We think that from a common man’s point of view, the (inflationary) pressure really hurts their pockets from fuel and food prices. Hopefully, with a good monsoon, food prices should start coming down. On fuel, when prices were low, the government raised taxation. We hope that in a collaborative manner between the Centre and states, they can cut some of these taxes at this point of time, so that you help the common man save a little bit more, that goes into consumption, that creates a new investment cycle, and overall, lifts us out of where we are into a higher growth trajectory.

While public investment is driving the economy, why private investments are not happening? Is it because of rising interest rates?

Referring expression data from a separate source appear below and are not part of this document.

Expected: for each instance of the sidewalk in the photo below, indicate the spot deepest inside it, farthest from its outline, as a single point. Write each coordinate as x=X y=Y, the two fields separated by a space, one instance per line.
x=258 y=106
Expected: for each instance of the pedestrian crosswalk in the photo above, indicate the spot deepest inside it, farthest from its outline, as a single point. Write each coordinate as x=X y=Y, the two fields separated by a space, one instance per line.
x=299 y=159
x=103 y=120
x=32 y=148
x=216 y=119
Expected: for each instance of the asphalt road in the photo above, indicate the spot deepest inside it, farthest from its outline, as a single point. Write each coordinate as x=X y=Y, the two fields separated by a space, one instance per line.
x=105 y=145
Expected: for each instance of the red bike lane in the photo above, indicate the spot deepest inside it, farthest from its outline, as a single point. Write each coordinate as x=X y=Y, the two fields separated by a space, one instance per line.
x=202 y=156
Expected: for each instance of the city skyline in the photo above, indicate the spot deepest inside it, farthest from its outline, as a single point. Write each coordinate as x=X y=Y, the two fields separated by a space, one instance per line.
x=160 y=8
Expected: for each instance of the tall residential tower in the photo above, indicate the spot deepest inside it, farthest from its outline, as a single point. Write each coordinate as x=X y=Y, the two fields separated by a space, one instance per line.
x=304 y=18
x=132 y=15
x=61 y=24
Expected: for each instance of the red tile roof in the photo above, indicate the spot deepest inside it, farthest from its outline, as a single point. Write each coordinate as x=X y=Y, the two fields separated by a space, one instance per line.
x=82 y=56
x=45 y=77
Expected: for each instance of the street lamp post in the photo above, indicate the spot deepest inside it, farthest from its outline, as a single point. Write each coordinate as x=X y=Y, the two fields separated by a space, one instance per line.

Interest rates are going up, but they are still within a controllable range. We are a strong domestic demand economy. In addition, we have strong opportunities for exports. The government has played a strong supportive role in funding infrastructure over the past few years to keep the economy running. It is a reality of life that when you are in a situation like what we’ve gone through, eventually the private sector has to deliver a certain risk-adjusted return on the capital it borrows. It’s not free money. That money comes with strings attached. Hence, it needs a level of certainty to be able to go and invest. We hope that the war gets resolved. As I said, more and more sectors have already started to invest. CII members, 50% have already started their new investment cycle and another 20-25% were about to in the next two quarters.

The rupee is depreciating. Does it worry you?

We believe the rupee must find its fair value. The only thing is that it must happen in a gradual manner because that allows industry to align with that, whether from an opportunity point of view, or from a cost point of view. If you have a lot of volatility, that is what creates distress because contracts are signed in advance.

So not much worried about rupee depreciation?

If it happens in a gradual manner. It must reflect the reality.

Do you think the Reserve Bank has been able to manage the volatility?

I believe so. the Reserve Bank has managed this quite well over the years, and we hope it will continue to do so.